The Attempt at a Solution

No, clue. I can find eigenvalues for matrices, that's not a problem. I'm having problem that its a T(function) = something function, how do I solve a problem like this in general?

Any hints?

Thanks

 

[Mark44]

Isn't 5 the eigenvalue?

 

[glueball8]

Isn't 5 the eigenvalue?

Bad example. So the eigenfunction is any function?

Uh how to do theses in general? Can you make up something more complicated and explain how to do it?

Or a link?

 

[HallsofIvy]

How about using the definition of "eigenvalue": If T is a linear transformation that maps functions into functions, then \alpha is an "eigenvalue" and a non-zero function, f(x), is an eigenvector if and only if Tf(x)= \alpha f(x). If you are told that Tf(x)= 5f(x) for all f, then, yes, 5 is the only eigenvalue and every function in the space is an eigenvector. T just "multiplies by 5" and is exactly the same as a diagonal matrix having all "5" on its diagonal.

 

[vela]

Bad example. So the eigenfunction is any function?

If all T does is multiply a function by 5, then yes.

Uh how to do these in general? Can you make up something more complicated and explain how to do it?

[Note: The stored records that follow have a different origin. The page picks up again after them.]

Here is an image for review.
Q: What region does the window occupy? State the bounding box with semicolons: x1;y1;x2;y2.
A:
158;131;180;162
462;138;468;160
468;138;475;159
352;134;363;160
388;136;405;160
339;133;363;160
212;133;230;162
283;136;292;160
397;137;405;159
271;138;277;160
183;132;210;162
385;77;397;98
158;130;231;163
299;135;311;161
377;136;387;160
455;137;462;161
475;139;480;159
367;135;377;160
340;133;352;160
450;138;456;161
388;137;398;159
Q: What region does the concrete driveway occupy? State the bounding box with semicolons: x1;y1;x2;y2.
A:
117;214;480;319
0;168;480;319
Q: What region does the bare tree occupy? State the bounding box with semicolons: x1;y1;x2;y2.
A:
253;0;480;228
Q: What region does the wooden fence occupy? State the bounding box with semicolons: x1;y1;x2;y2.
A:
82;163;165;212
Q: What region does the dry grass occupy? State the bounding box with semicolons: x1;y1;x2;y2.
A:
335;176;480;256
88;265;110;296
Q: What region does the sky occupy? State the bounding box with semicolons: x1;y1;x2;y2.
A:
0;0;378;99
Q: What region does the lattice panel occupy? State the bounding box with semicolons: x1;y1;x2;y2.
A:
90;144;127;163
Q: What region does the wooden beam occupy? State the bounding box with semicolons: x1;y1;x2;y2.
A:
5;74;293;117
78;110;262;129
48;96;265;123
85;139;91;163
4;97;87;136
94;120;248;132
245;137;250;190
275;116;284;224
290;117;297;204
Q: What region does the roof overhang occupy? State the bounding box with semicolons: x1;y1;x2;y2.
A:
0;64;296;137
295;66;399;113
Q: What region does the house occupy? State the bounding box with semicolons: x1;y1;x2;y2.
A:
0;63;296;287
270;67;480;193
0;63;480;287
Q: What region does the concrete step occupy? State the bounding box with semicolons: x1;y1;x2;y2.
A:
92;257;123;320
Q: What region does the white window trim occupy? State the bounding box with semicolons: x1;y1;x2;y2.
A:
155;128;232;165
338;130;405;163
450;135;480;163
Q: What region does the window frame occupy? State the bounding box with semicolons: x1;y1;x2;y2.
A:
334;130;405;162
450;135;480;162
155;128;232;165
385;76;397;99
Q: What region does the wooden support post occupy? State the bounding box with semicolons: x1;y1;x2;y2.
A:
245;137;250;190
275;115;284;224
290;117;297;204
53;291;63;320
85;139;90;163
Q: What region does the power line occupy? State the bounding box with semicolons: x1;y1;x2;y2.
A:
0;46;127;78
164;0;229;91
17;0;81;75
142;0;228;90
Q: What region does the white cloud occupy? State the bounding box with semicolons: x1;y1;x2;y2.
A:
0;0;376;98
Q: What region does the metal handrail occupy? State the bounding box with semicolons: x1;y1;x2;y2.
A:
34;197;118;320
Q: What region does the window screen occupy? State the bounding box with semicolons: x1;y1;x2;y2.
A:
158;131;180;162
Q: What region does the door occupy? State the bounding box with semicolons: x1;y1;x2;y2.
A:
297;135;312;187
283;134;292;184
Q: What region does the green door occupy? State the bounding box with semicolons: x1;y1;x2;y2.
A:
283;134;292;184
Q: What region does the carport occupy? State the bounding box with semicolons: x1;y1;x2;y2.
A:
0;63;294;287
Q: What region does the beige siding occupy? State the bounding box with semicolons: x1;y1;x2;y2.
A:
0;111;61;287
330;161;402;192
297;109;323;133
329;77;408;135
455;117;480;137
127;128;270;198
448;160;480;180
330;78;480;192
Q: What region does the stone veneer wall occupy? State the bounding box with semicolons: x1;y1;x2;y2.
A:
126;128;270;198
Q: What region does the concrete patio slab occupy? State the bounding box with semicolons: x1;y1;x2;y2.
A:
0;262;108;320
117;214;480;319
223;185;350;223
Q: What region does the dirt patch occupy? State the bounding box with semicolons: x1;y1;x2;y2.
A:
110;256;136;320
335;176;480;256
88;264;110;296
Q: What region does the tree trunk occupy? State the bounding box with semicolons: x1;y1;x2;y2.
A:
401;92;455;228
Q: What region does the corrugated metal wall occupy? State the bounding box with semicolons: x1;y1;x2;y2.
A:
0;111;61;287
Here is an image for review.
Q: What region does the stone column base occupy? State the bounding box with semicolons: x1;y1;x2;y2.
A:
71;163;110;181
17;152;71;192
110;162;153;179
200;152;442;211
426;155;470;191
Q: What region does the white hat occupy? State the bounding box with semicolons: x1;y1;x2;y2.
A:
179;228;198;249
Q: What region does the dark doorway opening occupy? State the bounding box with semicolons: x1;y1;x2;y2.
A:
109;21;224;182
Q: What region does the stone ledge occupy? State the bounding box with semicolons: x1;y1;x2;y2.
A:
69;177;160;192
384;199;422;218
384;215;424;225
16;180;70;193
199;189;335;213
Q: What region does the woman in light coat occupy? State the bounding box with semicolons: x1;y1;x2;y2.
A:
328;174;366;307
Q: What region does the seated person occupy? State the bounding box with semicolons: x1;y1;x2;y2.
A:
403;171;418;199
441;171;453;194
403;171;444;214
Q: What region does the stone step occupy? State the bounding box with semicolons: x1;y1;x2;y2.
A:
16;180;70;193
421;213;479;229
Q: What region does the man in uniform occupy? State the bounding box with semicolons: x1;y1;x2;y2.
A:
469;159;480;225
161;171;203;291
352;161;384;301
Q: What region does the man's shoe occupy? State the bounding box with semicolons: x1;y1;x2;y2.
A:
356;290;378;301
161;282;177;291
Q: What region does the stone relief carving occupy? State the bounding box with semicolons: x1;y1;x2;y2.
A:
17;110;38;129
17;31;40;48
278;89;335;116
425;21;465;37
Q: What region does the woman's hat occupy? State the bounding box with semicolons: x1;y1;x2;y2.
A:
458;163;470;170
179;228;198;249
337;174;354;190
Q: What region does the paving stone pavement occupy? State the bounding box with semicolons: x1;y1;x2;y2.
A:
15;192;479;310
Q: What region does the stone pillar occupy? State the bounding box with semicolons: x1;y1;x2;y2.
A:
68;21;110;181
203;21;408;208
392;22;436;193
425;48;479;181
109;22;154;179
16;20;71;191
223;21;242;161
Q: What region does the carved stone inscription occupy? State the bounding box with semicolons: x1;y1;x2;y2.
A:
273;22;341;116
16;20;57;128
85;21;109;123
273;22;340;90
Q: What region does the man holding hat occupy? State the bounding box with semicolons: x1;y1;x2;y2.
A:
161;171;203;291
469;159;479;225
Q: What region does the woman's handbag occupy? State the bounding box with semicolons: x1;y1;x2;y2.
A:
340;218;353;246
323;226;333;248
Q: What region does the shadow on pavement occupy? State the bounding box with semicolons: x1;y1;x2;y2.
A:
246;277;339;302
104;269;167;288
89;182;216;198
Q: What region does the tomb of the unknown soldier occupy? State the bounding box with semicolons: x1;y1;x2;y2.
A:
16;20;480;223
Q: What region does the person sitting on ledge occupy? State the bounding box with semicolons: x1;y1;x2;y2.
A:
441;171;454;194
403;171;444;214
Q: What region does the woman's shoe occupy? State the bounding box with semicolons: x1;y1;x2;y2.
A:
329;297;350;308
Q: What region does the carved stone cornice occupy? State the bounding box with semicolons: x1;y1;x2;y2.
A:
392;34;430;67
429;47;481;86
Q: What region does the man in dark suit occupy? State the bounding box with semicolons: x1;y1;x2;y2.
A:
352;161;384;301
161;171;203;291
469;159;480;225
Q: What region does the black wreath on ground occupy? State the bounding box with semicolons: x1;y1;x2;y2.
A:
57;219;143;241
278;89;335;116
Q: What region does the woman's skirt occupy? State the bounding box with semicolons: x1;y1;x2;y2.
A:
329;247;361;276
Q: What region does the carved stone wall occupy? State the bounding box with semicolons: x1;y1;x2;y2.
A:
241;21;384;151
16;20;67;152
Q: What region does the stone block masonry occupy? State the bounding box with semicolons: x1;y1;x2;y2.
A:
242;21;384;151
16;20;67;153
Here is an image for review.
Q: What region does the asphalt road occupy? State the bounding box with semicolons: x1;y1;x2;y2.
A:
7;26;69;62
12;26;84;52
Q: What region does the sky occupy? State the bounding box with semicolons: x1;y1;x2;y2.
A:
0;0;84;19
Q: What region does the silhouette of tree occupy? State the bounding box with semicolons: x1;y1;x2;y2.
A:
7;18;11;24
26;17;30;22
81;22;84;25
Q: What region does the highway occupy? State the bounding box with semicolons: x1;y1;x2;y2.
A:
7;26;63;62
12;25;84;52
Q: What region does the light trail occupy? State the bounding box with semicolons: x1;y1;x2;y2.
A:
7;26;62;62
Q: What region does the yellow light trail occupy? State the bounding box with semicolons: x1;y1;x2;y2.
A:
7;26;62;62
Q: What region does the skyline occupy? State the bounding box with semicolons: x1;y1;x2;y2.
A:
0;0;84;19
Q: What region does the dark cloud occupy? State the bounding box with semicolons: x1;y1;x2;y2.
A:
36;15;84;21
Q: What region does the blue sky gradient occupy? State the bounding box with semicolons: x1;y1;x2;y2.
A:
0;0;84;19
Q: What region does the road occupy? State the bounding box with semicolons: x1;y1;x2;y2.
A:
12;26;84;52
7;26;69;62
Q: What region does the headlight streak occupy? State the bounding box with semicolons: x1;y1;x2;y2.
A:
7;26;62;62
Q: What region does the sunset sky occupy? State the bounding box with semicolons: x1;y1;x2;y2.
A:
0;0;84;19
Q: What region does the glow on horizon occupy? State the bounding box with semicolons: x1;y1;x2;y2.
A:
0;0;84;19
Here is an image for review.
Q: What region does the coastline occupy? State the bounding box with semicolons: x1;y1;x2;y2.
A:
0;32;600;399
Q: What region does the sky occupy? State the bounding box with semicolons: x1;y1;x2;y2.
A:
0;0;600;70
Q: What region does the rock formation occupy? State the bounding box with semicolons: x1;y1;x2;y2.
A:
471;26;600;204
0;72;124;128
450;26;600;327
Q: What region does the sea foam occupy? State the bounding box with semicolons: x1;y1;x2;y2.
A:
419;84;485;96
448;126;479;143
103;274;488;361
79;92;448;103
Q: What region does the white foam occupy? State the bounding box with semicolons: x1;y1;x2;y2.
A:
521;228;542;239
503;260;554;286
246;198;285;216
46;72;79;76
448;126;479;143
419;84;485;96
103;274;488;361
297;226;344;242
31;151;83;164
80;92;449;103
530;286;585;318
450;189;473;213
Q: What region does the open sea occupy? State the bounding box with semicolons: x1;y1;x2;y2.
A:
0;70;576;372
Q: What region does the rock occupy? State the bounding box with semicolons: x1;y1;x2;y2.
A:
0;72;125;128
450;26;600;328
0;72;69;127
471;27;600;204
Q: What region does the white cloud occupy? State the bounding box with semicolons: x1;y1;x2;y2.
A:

Usually, you solve a differential equation. Equations like the Legendre's differential equation, the Bessel's differential equation, and the Schrodinger equation are all of this form.

The differential equation y'-\lambda y=0 is a simple example. You could write it as

D(y) = \lambda y

where D is the derivative operator. The solution to this equation y=e^{\lambda x} is an eigenfunction of D.

Did you have a specific type of problem in mind?

 

[glueball8]

Ok cool. :)

How about T(f(x)) = 4f(-x) + f'(x) + 6f(6)? (Might not be do able) Or something like that?

Thanks

 

[Mark44]

Give us an actual problem, not something you just made up.